Alluxio, the developer of open source data orchestration software for large-scale workloads, today announced the immediate availability of version 2.7 of its Data Orchestration Platform. This new release has led to 5x improved I/O efficiency for Machine Learning (ML) training at significantly lower cost by parallelizing data loading, data preprocessing and training pipelines. Alluxio 2.7 also provides enhanced performance insights and support for open table formats like Apache Hudi and Iceberg to more easily scale access to data lakes for faster Presto and Spark-based analytics.
“Alluxio 2.7 further strengthens Alluxio’s position as a key component for AI, Machine Learning, and deep learning in the cloud. With the age of growing datasets and increased computing power from CPUs and GPUs, machine learning and deep learning have become popular techniques for AI. This rise of these techniques advances the state-of-the-art for AI, but also exposes some challenges for the access to data and storage systems.”
Haoyuan Li, Founder and CEO, Alluxio
"We deployed Alluxio in a cluster of 1000 nodes to accelerate the data preprocessing of model training on our game AI platform.
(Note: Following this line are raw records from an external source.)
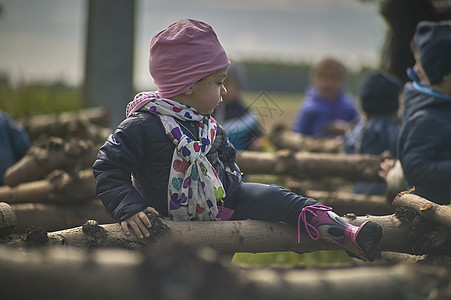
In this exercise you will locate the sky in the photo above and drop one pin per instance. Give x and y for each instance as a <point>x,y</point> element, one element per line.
<point>44,40</point>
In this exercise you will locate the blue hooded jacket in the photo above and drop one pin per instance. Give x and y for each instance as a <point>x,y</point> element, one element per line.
<point>424,144</point>
<point>140,148</point>
<point>14,143</point>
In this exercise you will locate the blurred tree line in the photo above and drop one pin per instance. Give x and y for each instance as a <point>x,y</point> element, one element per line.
<point>278,76</point>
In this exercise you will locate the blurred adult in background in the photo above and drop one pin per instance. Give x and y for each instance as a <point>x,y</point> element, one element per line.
<point>14,143</point>
<point>239,121</point>
<point>378,131</point>
<point>327,111</point>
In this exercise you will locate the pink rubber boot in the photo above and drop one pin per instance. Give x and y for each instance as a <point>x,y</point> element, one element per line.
<point>321,222</point>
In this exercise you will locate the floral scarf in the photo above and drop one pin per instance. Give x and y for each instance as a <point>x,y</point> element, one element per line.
<point>194,186</point>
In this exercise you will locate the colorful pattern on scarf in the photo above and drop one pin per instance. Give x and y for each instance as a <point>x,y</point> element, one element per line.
<point>194,186</point>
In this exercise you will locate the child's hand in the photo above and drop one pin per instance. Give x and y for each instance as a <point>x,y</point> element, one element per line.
<point>139,223</point>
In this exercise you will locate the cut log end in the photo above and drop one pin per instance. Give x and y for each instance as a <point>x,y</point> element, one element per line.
<point>7,219</point>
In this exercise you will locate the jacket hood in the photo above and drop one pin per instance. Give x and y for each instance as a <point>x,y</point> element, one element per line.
<point>414,100</point>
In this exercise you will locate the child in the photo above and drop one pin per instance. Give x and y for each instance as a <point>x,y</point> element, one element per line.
<point>14,143</point>
<point>424,145</point>
<point>326,111</point>
<point>379,97</point>
<point>240,122</point>
<point>182,163</point>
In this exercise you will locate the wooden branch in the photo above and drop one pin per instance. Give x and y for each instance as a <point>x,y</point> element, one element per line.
<point>310,165</point>
<point>440,214</point>
<point>225,236</point>
<point>81,124</point>
<point>346,202</point>
<point>284,138</point>
<point>59,187</point>
<point>159,274</point>
<point>365,282</point>
<point>56,154</point>
<point>52,217</point>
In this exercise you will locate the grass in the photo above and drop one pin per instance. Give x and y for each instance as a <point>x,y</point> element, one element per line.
<point>40,99</point>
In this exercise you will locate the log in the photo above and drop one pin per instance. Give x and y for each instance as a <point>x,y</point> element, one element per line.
<point>310,165</point>
<point>440,214</point>
<point>59,187</point>
<point>225,236</point>
<point>283,138</point>
<point>52,217</point>
<point>381,282</point>
<point>346,202</point>
<point>70,156</point>
<point>182,271</point>
<point>87,123</point>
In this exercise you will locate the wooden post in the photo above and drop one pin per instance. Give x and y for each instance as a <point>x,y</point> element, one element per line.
<point>109,56</point>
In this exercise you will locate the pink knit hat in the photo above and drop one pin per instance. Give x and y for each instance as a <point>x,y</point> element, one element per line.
<point>182,54</point>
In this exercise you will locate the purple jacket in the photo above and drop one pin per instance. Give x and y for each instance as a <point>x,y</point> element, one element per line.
<point>317,112</point>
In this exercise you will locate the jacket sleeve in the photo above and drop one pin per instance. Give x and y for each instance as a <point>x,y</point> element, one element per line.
<point>121,153</point>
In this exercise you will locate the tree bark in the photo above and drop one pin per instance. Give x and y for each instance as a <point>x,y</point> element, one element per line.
<point>59,187</point>
<point>69,156</point>
<point>440,214</point>
<point>283,138</point>
<point>310,165</point>
<point>86,123</point>
<point>223,236</point>
<point>181,271</point>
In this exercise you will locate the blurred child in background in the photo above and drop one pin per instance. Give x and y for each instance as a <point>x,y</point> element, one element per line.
<point>378,131</point>
<point>14,143</point>
<point>240,122</point>
<point>424,145</point>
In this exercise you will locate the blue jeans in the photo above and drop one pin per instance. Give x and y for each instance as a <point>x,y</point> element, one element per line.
<point>268,202</point>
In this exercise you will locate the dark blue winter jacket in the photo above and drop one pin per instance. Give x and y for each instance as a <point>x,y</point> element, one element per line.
<point>14,143</point>
<point>139,148</point>
<point>424,144</point>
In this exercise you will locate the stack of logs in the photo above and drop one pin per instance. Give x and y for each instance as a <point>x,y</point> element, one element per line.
<point>48,208</point>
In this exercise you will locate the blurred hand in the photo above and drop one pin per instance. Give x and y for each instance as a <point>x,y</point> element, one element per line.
<point>139,223</point>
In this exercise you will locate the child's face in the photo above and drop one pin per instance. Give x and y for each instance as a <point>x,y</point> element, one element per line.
<point>207,93</point>
<point>328,82</point>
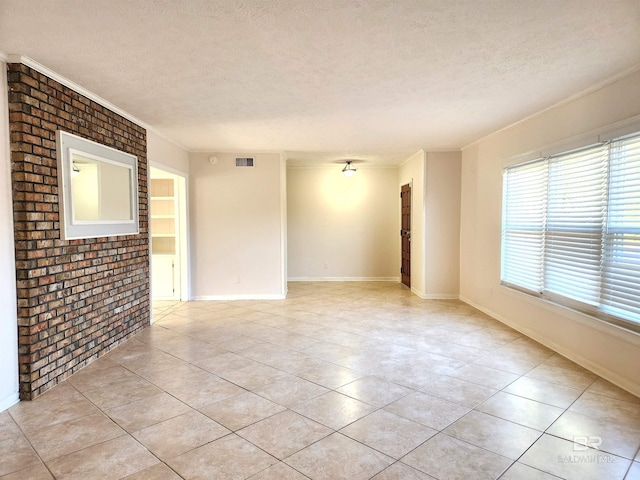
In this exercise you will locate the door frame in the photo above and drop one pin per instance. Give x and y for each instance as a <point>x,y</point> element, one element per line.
<point>405,233</point>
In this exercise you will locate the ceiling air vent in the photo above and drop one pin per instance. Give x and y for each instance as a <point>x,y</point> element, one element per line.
<point>244,162</point>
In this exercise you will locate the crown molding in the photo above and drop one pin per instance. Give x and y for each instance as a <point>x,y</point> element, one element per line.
<point>594,88</point>
<point>29,62</point>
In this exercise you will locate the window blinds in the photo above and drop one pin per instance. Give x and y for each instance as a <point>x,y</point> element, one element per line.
<point>575,218</point>
<point>571,228</point>
<point>621,276</point>
<point>524,214</point>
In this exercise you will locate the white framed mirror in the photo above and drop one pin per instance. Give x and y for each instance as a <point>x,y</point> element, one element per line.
<point>98,189</point>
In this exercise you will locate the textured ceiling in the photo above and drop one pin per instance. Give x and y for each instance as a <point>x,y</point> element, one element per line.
<point>327,79</point>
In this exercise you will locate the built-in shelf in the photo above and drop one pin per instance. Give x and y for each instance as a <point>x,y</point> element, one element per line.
<point>163,220</point>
Alluxio has proven to be stable, scalable and manageable,” said Peng Chen, Engineer Manager in the big data team at Tencent. “As more and more big data and AI applications are containerized, Alluxio is becoming the top choice for large organizations as an intermediate layer to accelerate data analytics and model training."
“Data teams with large-scale analytics and AI/ML computing frameworks are under increasing pressure to make a growing number of data sources more easily accessible, while also maintaining performance levels as data locality, network IO, and rising costs come into play,” said Mike Leone, Analyst, ESG. “Organizations want to use more affordable and scalable storage options like cloud object stores, but they want peace of mind knowing they don’t have to make costly application changes or experience new performance issues. Alluxio is helping organizations address these challenges by abstracting away storage details while bringing data closer to compute, especially in hybrid cloud and multi-cloud environments.”
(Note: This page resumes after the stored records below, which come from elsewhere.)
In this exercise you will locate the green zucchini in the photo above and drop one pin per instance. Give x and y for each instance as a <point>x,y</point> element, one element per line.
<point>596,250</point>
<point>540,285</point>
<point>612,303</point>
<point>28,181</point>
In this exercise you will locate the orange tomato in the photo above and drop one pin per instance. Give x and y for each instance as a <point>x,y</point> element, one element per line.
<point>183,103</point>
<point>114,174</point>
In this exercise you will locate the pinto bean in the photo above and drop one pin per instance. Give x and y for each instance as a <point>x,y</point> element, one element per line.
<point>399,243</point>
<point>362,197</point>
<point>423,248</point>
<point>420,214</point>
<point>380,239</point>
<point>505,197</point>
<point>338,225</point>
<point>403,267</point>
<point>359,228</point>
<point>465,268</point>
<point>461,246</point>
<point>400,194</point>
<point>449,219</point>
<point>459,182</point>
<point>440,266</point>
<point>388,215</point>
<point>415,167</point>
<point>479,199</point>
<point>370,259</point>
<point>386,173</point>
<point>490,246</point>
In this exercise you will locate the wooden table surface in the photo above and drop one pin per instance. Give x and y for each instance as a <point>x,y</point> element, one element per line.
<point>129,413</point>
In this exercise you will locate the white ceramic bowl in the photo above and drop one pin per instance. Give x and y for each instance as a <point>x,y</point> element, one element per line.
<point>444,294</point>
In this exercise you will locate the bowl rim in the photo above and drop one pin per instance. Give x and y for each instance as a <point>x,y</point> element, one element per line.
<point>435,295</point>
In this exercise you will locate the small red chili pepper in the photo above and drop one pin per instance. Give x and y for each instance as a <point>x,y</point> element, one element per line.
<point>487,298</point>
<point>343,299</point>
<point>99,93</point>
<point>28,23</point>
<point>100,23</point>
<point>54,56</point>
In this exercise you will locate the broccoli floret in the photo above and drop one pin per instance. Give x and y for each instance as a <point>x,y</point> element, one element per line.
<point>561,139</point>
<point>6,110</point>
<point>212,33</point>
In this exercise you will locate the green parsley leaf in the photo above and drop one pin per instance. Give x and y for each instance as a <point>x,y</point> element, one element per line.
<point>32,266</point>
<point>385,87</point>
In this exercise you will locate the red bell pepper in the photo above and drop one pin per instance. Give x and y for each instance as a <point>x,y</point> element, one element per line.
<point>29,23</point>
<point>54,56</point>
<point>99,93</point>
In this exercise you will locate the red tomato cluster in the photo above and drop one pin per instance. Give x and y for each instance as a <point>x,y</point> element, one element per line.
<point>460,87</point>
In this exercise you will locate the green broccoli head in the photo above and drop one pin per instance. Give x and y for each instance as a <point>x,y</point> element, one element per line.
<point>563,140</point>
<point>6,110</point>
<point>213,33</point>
Alluxio 2.7 Community and Enterprise Edition features new capabilities, including:
Alluxio and NVIDIA’s DALI for ML
NVIDIA’s Data Loading Library (DALI) is a commonly used python library which supports CPU and GPU execution for data loading and preprocessing to accelerate deep learning. With release 2.7, the Alluxio platform has been optimized to work with DALI for python-based ML applications which include a data loading and preprocessing step as a precursor to model training and inference. By accelerating I/O heavy stages and allowing parallel processing of the following compute intensive training, end-to-end training on the Alluxio data platform achieves significant performance gains over traditional solutions. The solution is scale-out as opposed to other solutions suitable for smaller data set sizes.
Data Loading at Scale
At the heart of Alluxio’s value proposition is data management capabilities complimenting caching and unification of disparate data sources. As the use of Alluxio has grown for compute and storage spanning multiple geographical locations, the software continues to evolve to keep scaling using a new technique for batching data management jobs. Batching jobs, performed using an embedded execution engine for tasks such as data loading, reduces the resource requirements for the management controller lowering cost of provisioned infrastructure.
Ease of Use on Kubernetes
Alluxio now supports a native Container Storage Interface (CSI) Driver for Kubernetes, as well as a Kubernetes operator for ML making it easier than ever before to operate ML pipelines on the Alluxio platform in containerized environments. The Alluxio volume type is now natively available for Kubernetes environments. Agility and ease-of-use are a constant focus in this release.
Insight Driven Dynamic Cache Sizing for Presto
An intelligent new capability, called Shadow Cache, makes striking the balance between high performance and cost easy by dynamically delivering insights to measure the impact of cache size on response times. For multi-tenant Presto environments at scale, this new feature significantly reduces the management overhead with self-managing capabilities.
“Data platform teams utilize Alluxio to streamline data preprocessing and loading phases in a world where storage is separated from ML computation,” said Adit Madan, Senior Product Manager, Alluxio. “This simplicity enables maximum utilization of GPUs with frameworks such as Spark ML, Tensorflow and PyTorch. The Alluxio solution is available on multiple cloud platforms such as AWS, GCP, and Azure Cloud, and now also on Kubernetes in private data centers or public clouds.”
Proven at global web scale in production for modern data services, Alluxio is the developer of open source data orchestration software for the cloud. Alluxio moves data closer to data analytics and machine learning compute frameworks in any cloud across clusters, regions, clouds and countries, providing memory-speed data access to files and objects. Intelligent data tiering and data management deliver consistent high performance to customers in financial services, high tech, retail and telecommunications. Alluxio is in production use today at eight out of the top ten internet companies. Venture-backed by Andreessen Horowitz, Seven Seas Partners and Volcanics Ventures. Alluxio was founded at UC Berkeley’s AMPLab by the creators of the Tachyon open source project.